To speak of genius and taste as any way connected with reason or common
sense, would be, in the opinion of some towering talkers, to speak like a
man who possessed neither, who had never felt that enthusiasm, or, to use
their own inflated language, was never warmed by that Promethean fire,
which animates the canvas and vivifies the marble.

If, in order to be intelligible, I appear to degrade art by bringing her
down from her visionary situation in the clouds, it is only to give her a
more solid mansion upon the earth. It is necessary that at some time or
other we should see things as they really are, and not impose on
ourselves by that false magnitude with which objects appear when viewed
indistinctly as through a mist.

We will allow a poet to express his meaning, when his meaning is not well
known to himself, with a certain degree of obscurity, as it is one source
of the sublime.

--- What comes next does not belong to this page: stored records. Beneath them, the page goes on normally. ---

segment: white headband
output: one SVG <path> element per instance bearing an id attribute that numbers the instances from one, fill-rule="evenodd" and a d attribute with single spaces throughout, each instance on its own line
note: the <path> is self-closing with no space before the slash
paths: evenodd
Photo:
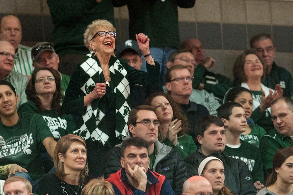
<path id="1" fill-rule="evenodd" d="M 199 166 L 198 166 L 198 175 L 200 176 L 201 175 L 202 170 L 203 170 L 203 168 L 205 168 L 205 165 L 207 164 L 208 162 L 212 160 L 214 160 L 215 159 L 218 160 L 221 162 L 222 162 L 222 161 L 221 160 L 214 157 L 207 157 L 203 160 L 200 163 L 200 164 Z M 222 163 L 223 163 L 223 162 L 222 162 Z"/>

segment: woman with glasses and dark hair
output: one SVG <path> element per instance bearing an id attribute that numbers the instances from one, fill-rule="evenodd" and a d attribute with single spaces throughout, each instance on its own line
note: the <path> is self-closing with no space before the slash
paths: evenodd
<path id="1" fill-rule="evenodd" d="M 63 136 L 54 152 L 55 172 L 45 175 L 39 184 L 39 195 L 80 195 L 86 184 L 88 169 L 86 146 L 80 137 Z"/>
<path id="2" fill-rule="evenodd" d="M 71 115 L 63 113 L 60 105 L 63 98 L 60 79 L 59 73 L 52 68 L 35 68 L 25 89 L 28 101 L 18 109 L 41 115 L 56 141 L 63 135 L 72 133 L 76 125 Z M 54 166 L 53 160 L 45 147 L 41 150 L 43 166 L 47 173 Z"/>
<path id="3" fill-rule="evenodd" d="M 293 195 L 293 149 L 285 148 L 277 151 L 273 159 L 272 171 L 265 187 L 257 194 Z"/>
<path id="4" fill-rule="evenodd" d="M 282 97 L 283 90 L 280 84 L 276 85 L 274 90 L 262 84 L 265 69 L 254 52 L 248 50 L 236 59 L 233 67 L 233 76 L 236 85 L 251 91 L 253 110 L 251 118 L 256 124 L 269 131 L 274 128 L 270 118 L 271 104 L 274 100 Z"/>
<path id="5" fill-rule="evenodd" d="M 175 148 L 185 158 L 196 151 L 192 137 L 188 131 L 187 119 L 181 108 L 170 95 L 157 92 L 146 100 L 152 106 L 160 122 L 158 139 L 167 146 Z"/>
<path id="6" fill-rule="evenodd" d="M 90 174 L 95 176 L 102 174 L 108 149 L 121 143 L 128 134 L 130 84 L 154 89 L 159 84 L 159 65 L 151 57 L 147 36 L 136 35 L 146 60 L 147 73 L 115 56 L 115 31 L 104 20 L 95 20 L 88 26 L 84 41 L 91 53 L 72 75 L 63 105 L 67 114 L 75 116 L 74 133 L 86 140 Z"/>

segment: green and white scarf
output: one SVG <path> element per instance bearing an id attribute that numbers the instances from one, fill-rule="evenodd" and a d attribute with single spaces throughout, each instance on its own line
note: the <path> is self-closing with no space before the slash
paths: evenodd
<path id="1" fill-rule="evenodd" d="M 97 57 L 91 57 L 89 54 L 87 56 L 89 58 L 79 67 L 82 86 L 80 89 L 84 96 L 92 91 L 96 83 L 105 82 Z M 115 57 L 111 57 L 109 63 L 114 61 L 113 65 L 110 66 L 110 71 L 111 84 L 115 85 L 115 134 L 116 137 L 123 139 L 128 134 L 127 123 L 130 107 L 127 100 L 129 99 L 127 97 L 130 90 L 126 70 Z M 85 140 L 90 137 L 93 140 L 98 140 L 103 145 L 109 138 L 106 127 L 107 119 L 105 117 L 105 105 L 108 103 L 107 99 L 102 97 L 94 100 L 86 106 L 85 114 L 81 116 L 82 118 L 79 119 L 76 124 L 77 129 L 74 133 Z"/>

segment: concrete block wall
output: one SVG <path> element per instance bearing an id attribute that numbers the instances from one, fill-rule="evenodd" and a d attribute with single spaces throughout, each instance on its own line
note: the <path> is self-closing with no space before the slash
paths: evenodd
<path id="1" fill-rule="evenodd" d="M 128 37 L 128 11 L 126 6 L 114 10 L 119 43 Z M 178 8 L 178 12 L 180 41 L 191 37 L 200 40 L 206 55 L 217 62 L 211 69 L 214 72 L 232 78 L 237 56 L 249 48 L 252 36 L 266 33 L 273 38 L 277 64 L 293 74 L 293 1 L 197 0 L 195 7 Z M 0 17 L 8 14 L 16 15 L 22 23 L 22 43 L 53 41 L 46 0 L 1 0 Z"/>

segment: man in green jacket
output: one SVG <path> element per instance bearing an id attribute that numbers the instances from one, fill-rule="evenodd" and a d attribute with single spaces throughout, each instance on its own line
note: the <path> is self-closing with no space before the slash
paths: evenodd
<path id="1" fill-rule="evenodd" d="M 280 98 L 271 106 L 272 120 L 275 128 L 260 139 L 259 149 L 266 171 L 272 173 L 274 155 L 277 150 L 291 147 L 293 136 L 293 100 L 287 97 Z"/>
<path id="2" fill-rule="evenodd" d="M 275 89 L 280 84 L 283 89 L 283 96 L 291 98 L 293 95 L 293 78 L 285 68 L 277 65 L 275 62 L 276 47 L 270 35 L 261 33 L 253 36 L 250 40 L 250 46 L 263 62 L 265 74 L 261 82 L 265 85 Z"/>

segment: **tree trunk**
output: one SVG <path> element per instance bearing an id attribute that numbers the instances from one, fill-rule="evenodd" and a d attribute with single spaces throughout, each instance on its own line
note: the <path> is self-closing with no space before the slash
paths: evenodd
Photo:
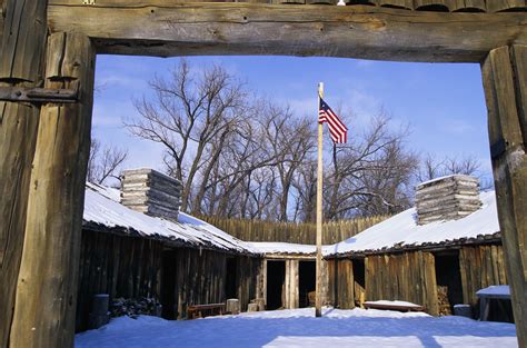
<path id="1" fill-rule="evenodd" d="M 11 347 L 73 347 L 95 50 L 81 33 L 54 33 L 47 88 L 80 88 L 77 103 L 41 109 Z"/>
<path id="2" fill-rule="evenodd" d="M 527 47 L 501 47 L 481 64 L 490 153 L 519 347 L 527 347 Z"/>
<path id="3" fill-rule="evenodd" d="M 48 1 L 1 2 L 0 86 L 34 87 L 42 79 Z M 0 348 L 9 341 L 39 112 L 0 101 Z"/>

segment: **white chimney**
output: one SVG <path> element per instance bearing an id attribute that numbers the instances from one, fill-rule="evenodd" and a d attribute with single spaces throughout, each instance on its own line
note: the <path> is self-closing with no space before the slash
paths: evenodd
<path id="1" fill-rule="evenodd" d="M 464 218 L 481 207 L 479 180 L 453 175 L 419 183 L 416 188 L 418 225 Z"/>
<path id="2" fill-rule="evenodd" d="M 181 182 L 153 169 L 125 170 L 121 203 L 149 216 L 177 221 L 181 206 Z"/>

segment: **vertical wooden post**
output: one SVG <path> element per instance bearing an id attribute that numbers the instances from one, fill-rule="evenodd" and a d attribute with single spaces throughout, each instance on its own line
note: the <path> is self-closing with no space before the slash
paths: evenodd
<path id="1" fill-rule="evenodd" d="M 88 37 L 50 36 L 46 87 L 79 88 L 80 100 L 41 109 L 11 347 L 73 347 L 93 77 Z"/>
<path id="2" fill-rule="evenodd" d="M 490 51 L 481 70 L 507 278 L 519 347 L 527 347 L 527 47 Z"/>
<path id="3" fill-rule="evenodd" d="M 324 97 L 324 83 L 318 84 L 318 105 Z M 318 122 L 318 112 L 317 112 Z M 318 122 L 318 171 L 317 171 L 317 284 L 315 297 L 315 317 L 322 316 L 322 123 Z"/>
<path id="4" fill-rule="evenodd" d="M 0 86 L 42 79 L 47 0 L 3 0 Z M 40 108 L 0 101 L 0 348 L 8 346 Z"/>

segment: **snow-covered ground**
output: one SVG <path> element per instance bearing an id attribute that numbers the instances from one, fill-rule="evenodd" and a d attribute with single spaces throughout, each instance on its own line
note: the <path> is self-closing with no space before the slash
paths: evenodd
<path id="1" fill-rule="evenodd" d="M 326 308 L 276 310 L 168 321 L 113 319 L 76 337 L 78 348 L 139 347 L 517 347 L 511 324 L 421 312 Z"/>

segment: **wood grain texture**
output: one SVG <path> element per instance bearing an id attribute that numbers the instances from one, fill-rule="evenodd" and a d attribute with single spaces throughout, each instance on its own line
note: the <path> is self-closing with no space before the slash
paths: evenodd
<path id="1" fill-rule="evenodd" d="M 511 11 L 527 9 L 526 0 L 487 0 L 488 12 Z"/>
<path id="2" fill-rule="evenodd" d="M 451 0 L 450 11 L 485 12 L 487 7 L 485 0 Z"/>
<path id="3" fill-rule="evenodd" d="M 83 7 L 53 1 L 49 24 L 52 31 L 86 33 L 95 39 L 100 53 L 161 57 L 285 54 L 480 62 L 493 48 L 527 44 L 523 13 L 443 13 L 371 6 L 321 10 L 290 4 L 142 3 L 109 6 L 98 1 L 96 7 Z"/>
<path id="4" fill-rule="evenodd" d="M 439 312 L 434 255 L 414 251 L 365 259 L 366 300 L 405 300 Z"/>
<path id="5" fill-rule="evenodd" d="M 11 347 L 73 347 L 95 50 L 81 33 L 54 33 L 48 52 L 46 87 L 82 97 L 41 108 Z"/>
<path id="6" fill-rule="evenodd" d="M 481 64 L 499 226 L 519 347 L 527 346 L 526 57 L 526 46 L 501 47 L 490 51 Z"/>
<path id="7" fill-rule="evenodd" d="M 41 79 L 47 37 L 46 6 L 46 0 L 1 1 L 1 86 L 31 87 Z M 8 345 L 14 307 L 39 110 L 39 107 L 32 105 L 0 102 L 1 348 Z"/>
<path id="8" fill-rule="evenodd" d="M 379 0 L 379 4 L 382 7 L 414 10 L 414 0 Z"/>

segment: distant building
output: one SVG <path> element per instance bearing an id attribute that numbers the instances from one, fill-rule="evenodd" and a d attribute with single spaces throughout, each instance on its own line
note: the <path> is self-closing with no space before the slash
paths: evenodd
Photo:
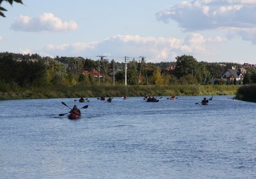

But when, in plain prose, we gravely talk of courting
the muse in shady bowers, waiting the call and inspiration of genius,
finding out where he inhabits, and where he is to be invoked with the
greatest success; of attending to times and seasons when the imagination
shoots with the greatest vigour, whether at the summer solstice or the
equinox, sagaciously observing how much the wild freedom and liberty of
imagination is cramped by attention to established rules, and how this
same imagination begins to grow dim in advanced age, smothered and
deadened by too much judgment. When we talk such language, or entertain
such sentiments as these, we generally rest contented with mere words, or
at best entertain notions not only groundless, but pernicious.